I'll spend a little bit more time talking about how we're gonna continue to grow this business, particularly in the specialty arena, going forward. We have ample opportunity to be more productive, more efficient as an organization. I've had the good fortune to visit the vast majority of our locations, probably 45 of the 55 or 60 or so, and I'm always impressed by the energy, the capability, the capacity of our people, but we can make their lives a little bit easier. We can make the work that they do easier to do by driving some process standardization, driving a bit more prioritization and focus, and leveraging best practice across our network to really establish BlueLinx operating rhythm and culture.

If we do that, we're gonna unlock a lot of potential and margin into the business that we can reinvest to drive growth. We're very early days of that journey. We've built a team out that I think is ready to take on that challenge and look forward to, you know, sharing the progress with all of you over the course of time. The third dimension to this is around performance. You know, one of the things that I want us to be known for as BlueLinx is an organization that consistently exceeds expectations and has not only a culture, but the capability and the capacity to consistently deliver at a high level.

That is in terms of the targets we set, the governance, and the rhythm we follow to deliver against those targets, and continuing to reinvest and drive a level of continual improvement in the business. I'm excited about the organization's receptivity to that, and the early results I think are incredibly encouraging, and I think the combination of that emphasis will be outstanding in terms of value creation for the enterprise. All of this doesn't work though if you don't have talent to make it go. One of the things we spent a lot of time on in my first year is building out a leadership team that's ready for this task and can take the business to the next level. We've invested in capability in some key functional areas.

On the operations side, brought in a new supply chain leader. On the talent side, brought in a new chief people officer. We've invested in a new leader for our strategy and M&A business. We've added some new commercial capability across the organization. We've really tried to lean into the areas that we believe are gonna drive value over time. Pricing has been an area of focus for us. We've built out a new pricing team, a new PMO team to make sure we can execute big projects in a timely and efficient way.

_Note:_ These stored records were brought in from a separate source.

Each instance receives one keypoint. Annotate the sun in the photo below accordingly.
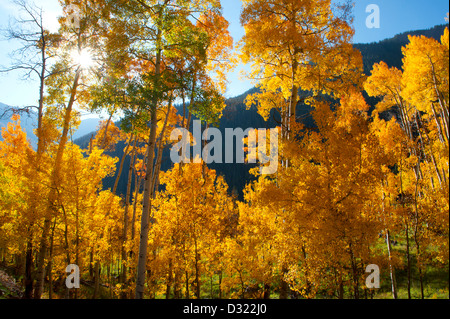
(83, 58)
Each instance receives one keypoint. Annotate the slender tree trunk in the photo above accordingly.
(122, 160)
(28, 266)
(125, 215)
(408, 261)
(55, 185)
(96, 280)
(391, 267)
(146, 207)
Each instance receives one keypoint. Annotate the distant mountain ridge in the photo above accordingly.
(29, 123)
(390, 50)
(237, 115)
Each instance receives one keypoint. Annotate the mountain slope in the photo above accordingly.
(236, 114)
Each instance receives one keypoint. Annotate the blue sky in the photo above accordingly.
(396, 16)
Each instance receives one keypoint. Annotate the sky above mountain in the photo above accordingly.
(396, 16)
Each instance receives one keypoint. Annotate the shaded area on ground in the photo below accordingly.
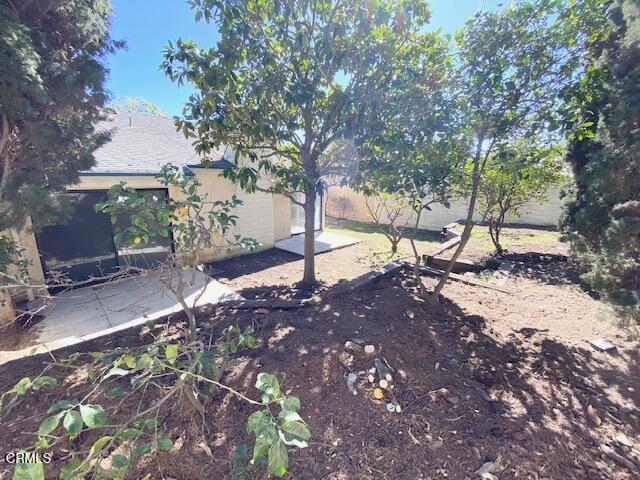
(516, 388)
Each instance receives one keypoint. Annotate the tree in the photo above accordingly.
(514, 65)
(341, 205)
(415, 145)
(137, 105)
(388, 212)
(51, 96)
(52, 92)
(287, 81)
(602, 219)
(196, 223)
(516, 174)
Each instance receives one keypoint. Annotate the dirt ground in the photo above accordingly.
(484, 376)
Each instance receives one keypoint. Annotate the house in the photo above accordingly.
(84, 248)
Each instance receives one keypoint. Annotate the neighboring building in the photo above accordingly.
(141, 144)
(343, 202)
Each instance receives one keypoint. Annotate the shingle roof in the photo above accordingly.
(141, 144)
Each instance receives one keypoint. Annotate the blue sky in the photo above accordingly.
(147, 25)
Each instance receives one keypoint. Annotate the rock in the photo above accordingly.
(437, 445)
(346, 359)
(354, 347)
(351, 380)
(622, 439)
(603, 345)
(593, 416)
(453, 400)
(487, 470)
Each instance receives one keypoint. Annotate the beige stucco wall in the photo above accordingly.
(545, 214)
(281, 217)
(263, 217)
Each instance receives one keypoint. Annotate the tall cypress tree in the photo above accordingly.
(603, 218)
(52, 92)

I do believe that we now have a level of capability that's different and gives me great confidence that we have the opportunity to really realize our full potential. Growth, this to me is first and second and third priority for the business, quite honestly. Given the scale we have, given the fragmentation of our market, I think we have an opportunity to take share and drive growth again in these core categories. Our ambition is to really shift the business to a majority specialty business over time. You know, we really like a couple core categories, engineered wood, siding, millwork, outdoor living products, and industrial products. We believe these are well-suited for distribution. We believe they benefit from the technical acumen we have and the capabilities we have. We wanna really be known for tremendous performance in that regard.

That's a big area of focus for the organization. We're aligning a lot of our energy and our incentives around making this happen. One of the things that's necessary for this to happen is you gotta have the supply. In this market, you wanna be aligned with the suppliers and the vendors that have the best products, so you can have a really compelling conversations for their customers. We really have spent a lot of time building out relationships and deepening those relationships. I've personally been involved in conversations and thinking about ways that we can partner more strategically versus transactionally, and thinking about how we make sure we dedicate the majority of our spend to the brands and the products and partners that we like.

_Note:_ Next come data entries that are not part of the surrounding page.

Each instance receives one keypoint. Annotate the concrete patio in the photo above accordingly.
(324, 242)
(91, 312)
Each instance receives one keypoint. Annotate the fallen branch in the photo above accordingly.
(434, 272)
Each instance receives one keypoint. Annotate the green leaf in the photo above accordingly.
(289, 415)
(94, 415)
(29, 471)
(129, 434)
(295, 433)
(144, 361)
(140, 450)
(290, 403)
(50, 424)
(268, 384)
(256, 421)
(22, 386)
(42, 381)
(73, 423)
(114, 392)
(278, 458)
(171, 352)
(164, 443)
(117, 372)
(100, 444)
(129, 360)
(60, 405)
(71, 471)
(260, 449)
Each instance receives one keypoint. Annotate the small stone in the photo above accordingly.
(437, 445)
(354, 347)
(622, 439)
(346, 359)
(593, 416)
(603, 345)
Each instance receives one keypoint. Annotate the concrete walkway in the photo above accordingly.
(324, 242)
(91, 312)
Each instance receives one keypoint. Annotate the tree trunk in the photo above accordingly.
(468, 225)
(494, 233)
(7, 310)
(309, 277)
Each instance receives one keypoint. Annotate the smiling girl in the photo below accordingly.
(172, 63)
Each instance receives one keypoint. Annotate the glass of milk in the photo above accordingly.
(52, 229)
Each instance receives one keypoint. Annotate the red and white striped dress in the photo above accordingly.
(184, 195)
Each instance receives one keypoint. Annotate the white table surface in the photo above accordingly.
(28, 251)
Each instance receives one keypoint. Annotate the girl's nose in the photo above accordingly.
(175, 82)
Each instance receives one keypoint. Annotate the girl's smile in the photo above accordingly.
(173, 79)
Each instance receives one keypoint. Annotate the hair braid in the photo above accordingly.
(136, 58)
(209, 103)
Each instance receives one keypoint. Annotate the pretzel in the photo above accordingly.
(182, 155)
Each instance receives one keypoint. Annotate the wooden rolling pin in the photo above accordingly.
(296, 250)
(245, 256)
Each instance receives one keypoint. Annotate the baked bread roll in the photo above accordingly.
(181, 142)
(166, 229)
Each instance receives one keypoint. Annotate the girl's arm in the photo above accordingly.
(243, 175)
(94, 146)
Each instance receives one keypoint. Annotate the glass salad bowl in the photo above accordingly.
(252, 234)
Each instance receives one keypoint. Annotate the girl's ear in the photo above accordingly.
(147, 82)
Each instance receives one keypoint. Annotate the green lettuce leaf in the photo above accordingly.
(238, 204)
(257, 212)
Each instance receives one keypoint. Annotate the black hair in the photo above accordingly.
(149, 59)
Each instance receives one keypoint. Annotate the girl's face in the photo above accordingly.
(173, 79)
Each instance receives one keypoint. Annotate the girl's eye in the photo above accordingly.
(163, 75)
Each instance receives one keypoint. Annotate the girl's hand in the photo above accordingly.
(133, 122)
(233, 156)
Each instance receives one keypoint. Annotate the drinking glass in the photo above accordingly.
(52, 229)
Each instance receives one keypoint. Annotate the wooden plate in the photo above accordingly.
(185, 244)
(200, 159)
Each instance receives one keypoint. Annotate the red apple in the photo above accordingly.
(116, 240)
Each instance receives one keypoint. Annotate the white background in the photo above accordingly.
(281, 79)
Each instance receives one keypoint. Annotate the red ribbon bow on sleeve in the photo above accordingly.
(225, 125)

Similarly, on the customer side, it's much easier to grow with an existing customer than a new one, and many of our national accounts are large, great growth profile to them, and they have the need for distribution. So whether it be on the retail side, the pro builder side, we're looking at opportunities to make sure we understand exactly what they need, and we can deliver that in an exceptional way. The other thing that's critical is, again, we wanna have meaningful relationships with our vendors, strategic relationships. The best indication of that is what kind of distribution partner are you? Are you exclusive, ideally? Or if not, are you one of a few?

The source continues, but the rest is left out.